Pluggable Hash Functions
The membership tree supports two hash functions via IHashFunction:
| Implementation | Security | When to Use |
|---|---|---|
PoseidonBLS12381 | 128-bit | Default — use with PLONK on BLS12-381 |
PoseidonBN254 | 100-bit | Legacy — use with Groth16/PLONK on BN254 |
import { PoseidonBLS12381 } from '@permissionless-technologies/upc-sdk/core'
const asp = createASPClient({
hashFunction: new PoseidonBLS12381(), // default
// ...
})On-Chain Verification
interface IAttestationVerifier {
/// @notice Verify a ZK membership proof
/// @param proof The PLONK proof bytes
/// @param publicInputs [root, nullifier]
/// @return true if proof is valid
function verify(
bytes calldata proof,
uint256[] calldata publicInputs
) external view returns (bool);
}The AttestationHub maintains a registry of IAttestationVerifier implementations.

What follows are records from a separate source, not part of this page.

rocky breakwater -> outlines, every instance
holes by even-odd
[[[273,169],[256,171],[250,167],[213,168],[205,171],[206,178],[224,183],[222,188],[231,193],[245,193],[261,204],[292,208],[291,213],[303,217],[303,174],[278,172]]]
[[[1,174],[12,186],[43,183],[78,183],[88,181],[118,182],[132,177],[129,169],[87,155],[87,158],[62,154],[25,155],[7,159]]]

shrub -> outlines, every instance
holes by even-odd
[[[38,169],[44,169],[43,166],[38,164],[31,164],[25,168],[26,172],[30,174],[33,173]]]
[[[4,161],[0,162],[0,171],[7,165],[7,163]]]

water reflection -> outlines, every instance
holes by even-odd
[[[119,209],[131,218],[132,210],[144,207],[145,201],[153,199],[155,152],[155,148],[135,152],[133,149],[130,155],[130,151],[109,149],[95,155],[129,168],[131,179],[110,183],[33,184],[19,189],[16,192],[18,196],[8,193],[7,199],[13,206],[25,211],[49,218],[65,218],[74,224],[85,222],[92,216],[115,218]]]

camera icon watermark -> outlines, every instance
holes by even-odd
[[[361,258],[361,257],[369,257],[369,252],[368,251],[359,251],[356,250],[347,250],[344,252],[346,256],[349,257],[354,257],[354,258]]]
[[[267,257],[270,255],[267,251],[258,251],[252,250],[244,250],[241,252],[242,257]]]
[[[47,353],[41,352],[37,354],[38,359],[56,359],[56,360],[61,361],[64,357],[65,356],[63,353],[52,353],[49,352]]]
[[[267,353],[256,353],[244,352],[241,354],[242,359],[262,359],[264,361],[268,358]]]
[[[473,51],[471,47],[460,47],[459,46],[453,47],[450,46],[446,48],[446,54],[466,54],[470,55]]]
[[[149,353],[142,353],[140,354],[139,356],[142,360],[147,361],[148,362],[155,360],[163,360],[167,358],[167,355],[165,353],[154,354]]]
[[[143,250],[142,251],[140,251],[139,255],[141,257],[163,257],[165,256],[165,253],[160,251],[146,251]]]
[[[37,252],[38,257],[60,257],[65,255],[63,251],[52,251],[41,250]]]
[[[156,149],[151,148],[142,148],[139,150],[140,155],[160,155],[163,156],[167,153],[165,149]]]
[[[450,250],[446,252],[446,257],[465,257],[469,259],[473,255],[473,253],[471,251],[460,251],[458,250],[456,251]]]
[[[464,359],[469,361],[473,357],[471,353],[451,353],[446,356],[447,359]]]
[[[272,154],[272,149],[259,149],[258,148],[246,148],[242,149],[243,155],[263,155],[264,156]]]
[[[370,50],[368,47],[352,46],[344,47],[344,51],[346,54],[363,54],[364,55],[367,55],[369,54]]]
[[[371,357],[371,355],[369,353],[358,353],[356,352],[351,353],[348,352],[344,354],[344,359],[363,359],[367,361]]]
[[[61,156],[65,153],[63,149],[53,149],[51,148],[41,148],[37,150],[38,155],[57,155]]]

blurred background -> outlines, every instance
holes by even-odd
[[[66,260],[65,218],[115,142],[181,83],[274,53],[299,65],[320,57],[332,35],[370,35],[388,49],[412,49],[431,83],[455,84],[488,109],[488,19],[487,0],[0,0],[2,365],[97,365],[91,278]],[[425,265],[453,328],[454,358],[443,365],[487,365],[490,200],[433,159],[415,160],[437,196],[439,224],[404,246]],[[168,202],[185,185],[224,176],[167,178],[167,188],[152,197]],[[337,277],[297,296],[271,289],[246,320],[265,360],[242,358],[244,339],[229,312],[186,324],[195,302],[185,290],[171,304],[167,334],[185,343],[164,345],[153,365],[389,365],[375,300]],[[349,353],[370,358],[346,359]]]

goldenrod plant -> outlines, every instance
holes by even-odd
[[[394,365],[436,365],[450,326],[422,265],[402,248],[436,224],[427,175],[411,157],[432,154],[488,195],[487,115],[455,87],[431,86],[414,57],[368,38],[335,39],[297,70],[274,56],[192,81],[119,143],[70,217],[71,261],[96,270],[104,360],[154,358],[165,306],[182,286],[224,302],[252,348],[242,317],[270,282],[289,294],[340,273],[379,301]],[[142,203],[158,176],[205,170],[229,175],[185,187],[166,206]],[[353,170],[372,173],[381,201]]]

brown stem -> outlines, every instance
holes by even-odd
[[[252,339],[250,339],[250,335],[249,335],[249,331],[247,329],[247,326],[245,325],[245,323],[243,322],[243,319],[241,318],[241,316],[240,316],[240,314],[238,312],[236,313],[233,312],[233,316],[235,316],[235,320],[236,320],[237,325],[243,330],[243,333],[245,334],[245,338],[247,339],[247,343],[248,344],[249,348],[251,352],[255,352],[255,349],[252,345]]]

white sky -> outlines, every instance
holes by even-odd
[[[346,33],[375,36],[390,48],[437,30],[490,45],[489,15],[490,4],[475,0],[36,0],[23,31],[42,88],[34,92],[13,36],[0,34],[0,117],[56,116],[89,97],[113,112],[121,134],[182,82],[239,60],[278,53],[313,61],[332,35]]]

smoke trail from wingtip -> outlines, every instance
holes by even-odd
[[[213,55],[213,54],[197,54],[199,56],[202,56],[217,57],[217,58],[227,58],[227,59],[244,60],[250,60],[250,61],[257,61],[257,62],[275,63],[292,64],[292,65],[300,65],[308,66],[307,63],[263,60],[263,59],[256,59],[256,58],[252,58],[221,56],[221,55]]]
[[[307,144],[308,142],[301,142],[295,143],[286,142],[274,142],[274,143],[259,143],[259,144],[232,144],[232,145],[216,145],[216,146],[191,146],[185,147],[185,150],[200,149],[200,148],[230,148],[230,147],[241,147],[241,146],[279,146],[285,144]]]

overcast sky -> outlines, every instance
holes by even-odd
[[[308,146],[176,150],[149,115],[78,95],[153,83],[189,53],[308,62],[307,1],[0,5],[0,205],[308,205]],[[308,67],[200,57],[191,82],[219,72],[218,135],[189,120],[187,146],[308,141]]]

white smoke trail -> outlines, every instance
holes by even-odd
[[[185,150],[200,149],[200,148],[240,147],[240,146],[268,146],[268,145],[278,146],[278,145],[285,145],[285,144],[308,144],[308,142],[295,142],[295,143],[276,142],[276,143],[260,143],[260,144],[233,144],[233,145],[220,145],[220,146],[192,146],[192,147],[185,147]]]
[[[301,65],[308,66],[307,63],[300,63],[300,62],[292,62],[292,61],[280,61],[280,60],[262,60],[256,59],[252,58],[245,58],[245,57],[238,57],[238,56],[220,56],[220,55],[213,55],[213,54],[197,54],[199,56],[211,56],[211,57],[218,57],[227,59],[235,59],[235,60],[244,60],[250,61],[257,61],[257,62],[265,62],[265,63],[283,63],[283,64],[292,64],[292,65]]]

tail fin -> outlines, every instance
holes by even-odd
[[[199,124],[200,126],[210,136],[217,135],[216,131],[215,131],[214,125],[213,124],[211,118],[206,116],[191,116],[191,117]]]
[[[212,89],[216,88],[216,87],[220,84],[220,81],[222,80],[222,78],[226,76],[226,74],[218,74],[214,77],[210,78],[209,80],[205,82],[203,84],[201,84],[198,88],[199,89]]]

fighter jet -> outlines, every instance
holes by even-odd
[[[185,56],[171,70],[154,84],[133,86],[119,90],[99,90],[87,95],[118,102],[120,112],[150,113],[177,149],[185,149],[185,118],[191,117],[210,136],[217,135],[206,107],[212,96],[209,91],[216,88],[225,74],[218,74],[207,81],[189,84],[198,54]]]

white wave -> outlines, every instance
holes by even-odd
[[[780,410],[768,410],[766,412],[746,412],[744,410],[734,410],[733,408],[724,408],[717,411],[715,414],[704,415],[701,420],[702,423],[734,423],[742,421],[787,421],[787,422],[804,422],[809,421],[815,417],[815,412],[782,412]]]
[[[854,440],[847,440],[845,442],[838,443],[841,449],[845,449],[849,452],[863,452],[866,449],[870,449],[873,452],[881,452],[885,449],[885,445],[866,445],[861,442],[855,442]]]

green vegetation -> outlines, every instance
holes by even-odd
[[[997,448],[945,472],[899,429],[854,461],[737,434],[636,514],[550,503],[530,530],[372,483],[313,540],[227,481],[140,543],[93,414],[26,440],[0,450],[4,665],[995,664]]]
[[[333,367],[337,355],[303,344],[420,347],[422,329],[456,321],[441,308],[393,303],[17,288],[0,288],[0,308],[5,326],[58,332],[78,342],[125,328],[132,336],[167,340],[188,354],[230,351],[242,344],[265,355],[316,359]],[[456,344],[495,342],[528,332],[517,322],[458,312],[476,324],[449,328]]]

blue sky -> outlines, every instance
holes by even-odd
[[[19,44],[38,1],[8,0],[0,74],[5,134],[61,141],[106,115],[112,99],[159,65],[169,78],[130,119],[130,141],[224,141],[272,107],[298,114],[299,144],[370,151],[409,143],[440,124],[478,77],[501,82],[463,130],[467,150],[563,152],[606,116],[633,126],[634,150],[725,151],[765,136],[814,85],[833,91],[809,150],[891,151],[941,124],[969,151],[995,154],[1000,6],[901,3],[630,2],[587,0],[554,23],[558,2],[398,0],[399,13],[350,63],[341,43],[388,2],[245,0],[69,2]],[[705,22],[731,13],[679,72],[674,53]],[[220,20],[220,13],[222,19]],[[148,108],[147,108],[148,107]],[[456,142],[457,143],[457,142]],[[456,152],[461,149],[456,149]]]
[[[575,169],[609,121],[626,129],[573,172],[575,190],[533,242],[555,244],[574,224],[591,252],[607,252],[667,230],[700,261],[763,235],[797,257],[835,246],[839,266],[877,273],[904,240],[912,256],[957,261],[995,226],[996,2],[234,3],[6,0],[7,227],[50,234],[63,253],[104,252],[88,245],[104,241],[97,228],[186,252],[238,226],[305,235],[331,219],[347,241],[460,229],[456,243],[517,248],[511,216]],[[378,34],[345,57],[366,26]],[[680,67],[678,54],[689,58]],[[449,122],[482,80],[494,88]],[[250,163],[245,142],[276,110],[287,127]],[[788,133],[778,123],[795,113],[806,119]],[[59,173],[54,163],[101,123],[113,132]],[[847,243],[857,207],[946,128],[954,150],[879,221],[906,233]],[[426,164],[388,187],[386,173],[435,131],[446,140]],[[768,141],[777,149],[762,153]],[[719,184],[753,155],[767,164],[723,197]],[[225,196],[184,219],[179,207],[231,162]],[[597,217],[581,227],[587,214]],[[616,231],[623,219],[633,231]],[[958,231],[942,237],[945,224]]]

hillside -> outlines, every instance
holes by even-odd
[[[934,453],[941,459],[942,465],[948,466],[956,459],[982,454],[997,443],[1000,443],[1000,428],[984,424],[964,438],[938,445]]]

Protocols query the registry to verify against any registered ASP.
Proof Reuse Prevention
Each proof includes a nullifier computed from the identity and a nonce:
nullifier = Poseidon(identity, nonce)The on-chain verifier tracks used nullifiers. This prevents:
- Reusing the same proof in multiple transactions
- Transferring a proof to another user
Nullifiers are optional for read-only verification (balance checks, eligibility queries) and required for state-changing operations (deposits, withdrawals).